Saturday, 4 July 2015

York it is!

Happy Saturday to you!

This post is, in part, duplicated today at my 'every second Saturday' Writing, Wranglers and Warriors Blog.   Here you'll find more details about fantastic places to visit in York, England.

I'm heading off next week on a round trip of approximately 700 miles to go to a Crooked Cat Publishing Seminar (Crooked Cat being my publisher).

I’ve been to fantastic Crooked Cat author get-togethers twice before  for purely social reasons—that point where ‘author friends’ via the internet, especially via Facebook, become ‘real’ colleagues. Those party events were great fun but this time it’s down to more ‘serious’ business. Crooked Cat authors who are attending will be enjoying a day long conference/ seminar. I’m hoping to learn a lot about making my books sell a whole lot better than at present.  We’ll see how that pans out!

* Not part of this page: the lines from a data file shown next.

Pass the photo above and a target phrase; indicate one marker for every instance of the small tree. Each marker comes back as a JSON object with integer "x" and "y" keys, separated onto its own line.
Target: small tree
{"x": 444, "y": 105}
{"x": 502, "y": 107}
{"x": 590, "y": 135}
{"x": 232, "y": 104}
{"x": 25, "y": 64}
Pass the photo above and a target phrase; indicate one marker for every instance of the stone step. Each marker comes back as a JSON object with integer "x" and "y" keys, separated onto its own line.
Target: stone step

The venue for this seminar is also huge draw for me. The Edinburgh meeting in 2013 was followed by London in 2014, but this 2015 venue is York, England. I absolutely love to visit York. I have many favourite places world wide and York is definitely one of them. It’s a city that’s very dear to my heart since its origins go back to Roman times and those readers of this blog who know me, know that I’ve become a bit obsessed with Roman Britain.  
I first visited the wonderful city of York around 1975. Subsequent visits over the decades have seen me make return visits to the many tourist visitor centres but I also love to go to new attractions as well. York is famous for its Roman Wall, which can still be walked along, but it’s equally famous for its Viking and Medieval history. The Yorvik Centre (Viking York) has changed a little over the decades since its opening but the experience remains much the same. It’s one of those experiences where the tourist senses the sights, smells and -  yes - almost a taste in the mouth sensation of Viking York. But York isn’t only about those time periods. A walk around York will give you an architectural experience that is indicative of all historical eras from Viking onwards to the twenty first century.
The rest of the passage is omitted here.